Por Diogo Lupinari *

Hoje, uma pessoa pode rapidamente solicitar um táxi ou um carro compartilhado em seu smartphone para se deslocar em qualquer ponto da cidade. Esse hábito se tornou comum nos últimos anos, mas promoveu uma verdadeira revolução nos modelos de negócios em diferentes setores.

As mudanças, contudo, não estão na eficiência do serviço prestado ao consumidor final e na geração de receitas. Não. Eles são consequências da verdadeira transformação: a consolidação de APIs nos processos, permitindo que informações digitais circulem de forma veloz e, assim, acrescentem novos recursos e valores aos produtos e serviços. É a base do conceito de API economy, que tem obrigado as organizações a se adequarem a esse novo cenário para continuarem relevantes em seus segmentos.

API é a sigla inglesa para interface de programação de aplicações. De forma resumida, pode ser entendida como um elemento computacional que conecta diferentes softwares e sistemas, possibilitando o compartilhamento automático de dados entre eles. Evidentemente, não se trata de uma novidade no mundo da tecnologia – a proposta existe desde o início da computação e acompanhou a evolução da área. A questão é que nos últimos anos as empresas descobriram que são ferramentas poderosas para inovar, desenvolver novas soluções e realizar a tão sonhada transformação digital.

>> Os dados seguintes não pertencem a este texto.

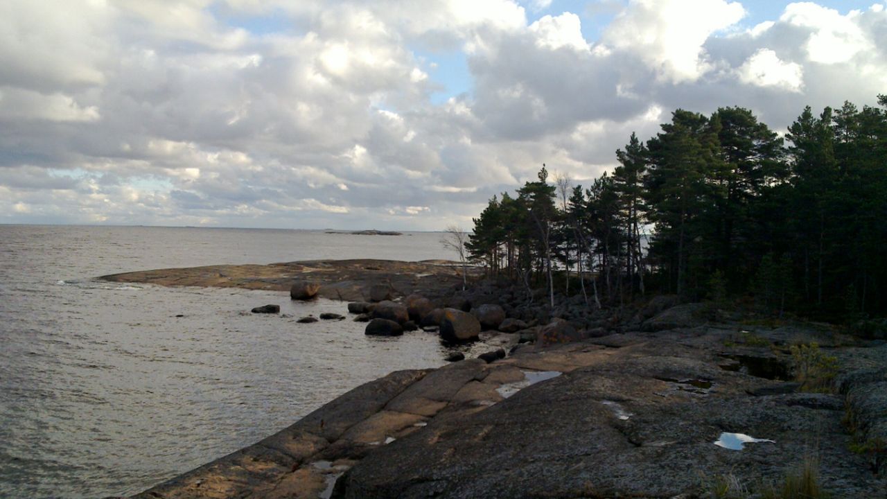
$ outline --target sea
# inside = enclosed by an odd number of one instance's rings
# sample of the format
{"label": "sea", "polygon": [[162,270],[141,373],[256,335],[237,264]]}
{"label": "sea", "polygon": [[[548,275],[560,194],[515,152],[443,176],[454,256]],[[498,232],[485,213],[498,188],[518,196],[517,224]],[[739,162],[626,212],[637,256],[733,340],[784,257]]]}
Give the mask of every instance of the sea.
{"label": "sea", "polygon": [[[440,238],[0,225],[0,497],[132,495],[363,383],[439,367],[452,348],[422,331],[366,337],[349,319],[295,321],[347,315],[343,302],[97,277],[319,258],[453,259]],[[249,313],[266,304],[281,313]]]}

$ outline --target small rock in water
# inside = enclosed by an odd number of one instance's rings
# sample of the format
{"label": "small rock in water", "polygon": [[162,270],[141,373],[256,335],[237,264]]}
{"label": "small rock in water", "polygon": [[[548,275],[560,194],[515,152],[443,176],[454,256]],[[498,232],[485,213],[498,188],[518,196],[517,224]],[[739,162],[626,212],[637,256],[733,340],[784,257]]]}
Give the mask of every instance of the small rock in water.
{"label": "small rock in water", "polygon": [[366,325],[365,334],[379,337],[399,337],[404,334],[404,328],[394,321],[388,319],[373,319]]}
{"label": "small rock in water", "polygon": [[771,440],[769,439],[756,439],[743,433],[728,433],[724,432],[719,437],[718,437],[718,440],[714,441],[714,444],[718,447],[722,447],[730,450],[742,450],[745,444],[756,444],[759,442],[771,444],[776,443],[775,440]]}
{"label": "small rock in water", "polygon": [[505,359],[505,350],[499,348],[498,350],[494,350],[492,352],[486,352],[478,355],[477,358],[483,359],[489,364],[490,362],[494,362],[499,359]]}
{"label": "small rock in water", "polygon": [[465,360],[465,353],[461,352],[453,352],[452,353],[446,356],[444,359],[447,362],[458,362],[459,360]]}

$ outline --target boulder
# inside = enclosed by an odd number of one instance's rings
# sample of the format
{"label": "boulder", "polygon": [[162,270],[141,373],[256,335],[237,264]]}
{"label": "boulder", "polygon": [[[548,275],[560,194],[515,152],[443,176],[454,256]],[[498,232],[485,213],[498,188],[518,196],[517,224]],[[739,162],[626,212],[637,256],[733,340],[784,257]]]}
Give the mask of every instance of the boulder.
{"label": "boulder", "polygon": [[484,352],[477,356],[478,359],[483,360],[486,363],[495,362],[499,359],[505,359],[505,350],[499,348],[498,350],[493,350],[492,352]]}
{"label": "boulder", "polygon": [[498,305],[482,305],[471,310],[483,330],[496,329],[505,321],[505,310]]}
{"label": "boulder", "polygon": [[320,283],[313,281],[296,281],[289,289],[289,297],[294,300],[310,300],[320,290]]}
{"label": "boulder", "polygon": [[538,330],[538,333],[536,335],[536,345],[545,346],[547,345],[579,341],[582,338],[582,333],[577,331],[569,321],[562,319],[554,319]]}
{"label": "boulder", "polygon": [[701,326],[705,323],[704,319],[700,317],[703,307],[703,304],[699,303],[672,306],[645,321],[640,329],[643,331],[652,332]]}
{"label": "boulder", "polygon": [[465,353],[461,352],[453,352],[452,353],[446,356],[444,359],[447,362],[458,362],[459,360],[465,360]]}
{"label": "boulder", "polygon": [[377,337],[399,337],[404,334],[404,328],[394,321],[373,319],[366,325],[365,334]]}
{"label": "boulder", "polygon": [[431,305],[431,300],[419,295],[410,295],[404,302],[406,305],[410,319],[416,322],[420,322],[423,317],[435,309],[435,305]]}
{"label": "boulder", "polygon": [[425,317],[422,317],[420,324],[423,328],[431,328],[434,326],[440,326],[441,321],[443,320],[444,320],[444,309],[436,308],[431,312],[426,313]]}
{"label": "boulder", "polygon": [[643,322],[660,312],[680,304],[678,295],[657,295],[644,305],[632,319],[633,322]]}
{"label": "boulder", "polygon": [[370,287],[370,301],[383,302],[391,299],[391,287],[388,284],[373,284]]}
{"label": "boulder", "polygon": [[403,324],[410,320],[405,306],[388,300],[376,304],[375,308],[373,309],[373,317],[388,319],[398,324]]}
{"label": "boulder", "polygon": [[470,341],[477,339],[481,332],[481,323],[474,315],[456,310],[444,308],[441,319],[440,336],[445,341]]}
{"label": "boulder", "polygon": [[527,323],[520,319],[507,318],[499,324],[498,330],[503,333],[516,333],[521,329],[526,329]]}
{"label": "boulder", "polygon": [[369,313],[375,305],[366,302],[351,302],[348,304],[348,311],[351,313]]}

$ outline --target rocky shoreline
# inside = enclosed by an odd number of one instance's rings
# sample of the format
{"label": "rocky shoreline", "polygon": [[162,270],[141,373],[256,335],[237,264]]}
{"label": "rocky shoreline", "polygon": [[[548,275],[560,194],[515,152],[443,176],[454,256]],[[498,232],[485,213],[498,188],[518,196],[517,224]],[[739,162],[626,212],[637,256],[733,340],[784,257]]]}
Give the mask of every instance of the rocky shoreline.
{"label": "rocky shoreline", "polygon": [[[349,262],[339,276],[381,268]],[[279,265],[334,273],[308,264]],[[567,305],[550,310],[500,283],[454,291],[460,277],[446,265],[433,281],[415,277],[425,272],[413,265],[436,265],[407,264],[398,277],[391,263],[384,297],[424,292],[436,307],[481,316],[483,305],[501,307],[507,355],[391,373],[136,497],[782,497],[804,470],[830,497],[887,496],[883,341],[671,297],[593,312],[561,297]],[[207,269],[222,267],[110,279],[220,282],[195,279],[218,272]],[[225,283],[305,277],[224,270]],[[343,287],[347,299],[370,298],[380,271],[369,272]],[[814,392],[795,375],[799,361],[822,359],[834,359],[834,389]]]}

Dessa forma, houve aumento exponencial na quantidade de APIs utilizadas pelas corporações que desejavam melhorar sua rentabilidade. Essa é a ideia por trás da API economy: a capacidade que as interfaces de programação têm de influenciar na lucratividade do negócio. É algo que não pode mais ser ignorado pelos empresários. Afinal, o número de softwares e sistemas utilizados no dia a dia corporativo também cresce rapidamente – estimativas indicam que uma organização chega a ter mais de 200 soluções! Sem algo que as conecte, elas resolverão apenas parte do problema e não será possível ter uma visão completa dos processos.

Hoje é preciso reconhecer que não há negócio que prospere sem a digitalização de seus procedimentos – e não há transformação digital que vá para frente se não estiver alicerçada em APIs. Apontados como “novo petróleo” para o sistema econômico, os dados por si só não acrescentam muito ao dia a dia da empresa. É preciso saber o que fazer com eles e, principalmente, identificar como essas informações podem acrescentar valor ao desenvolvimento de produtos e serviços. Em suma: com interfaces capazes de coletar, armazenar e distribuir os dados entre todos os sistemas, é possível encontrar falhas a serem corrigidas, criar medidas para atrair novos clientes e inovar com soluções diferenciadas.

Evidentemente essa percepção não vem do dia para noite. A falta de cultura organizacional orientada à digitalização e a própria inércia da organização em adotar boas práticas de gestão e de produtividade ainda são barreiras a serem ultrapassadas pelas empresas na API economy, como mostra relatório da consultoria Deloitte. No Brasil, a transformação digital ainda engatinha em muitas companhias (por mais que a pandemia de covid-19 tenha acelerado a adoção às pressas).

Não é exagero dizer que as APIs são a fundação da nova economia, centrada cada vez mais no uso da tecnologia para ofertar serviços e produtos cada vez mais inovadores e disruptivos. Sem elas, nada de inovador que aconteceu no mundo da tecnologia nas últimas décadas existiria – e nenhuma novidade irá surgir que não tenha em sua estrutura as interfaces de programação de aplicações. Da mesma forma que houve mudança em nosso hábito de solicitar um táxi, os modelos de negócios das empresas também serão remodelados. Na API economy, a transformação é uma necessidade estratégica constante.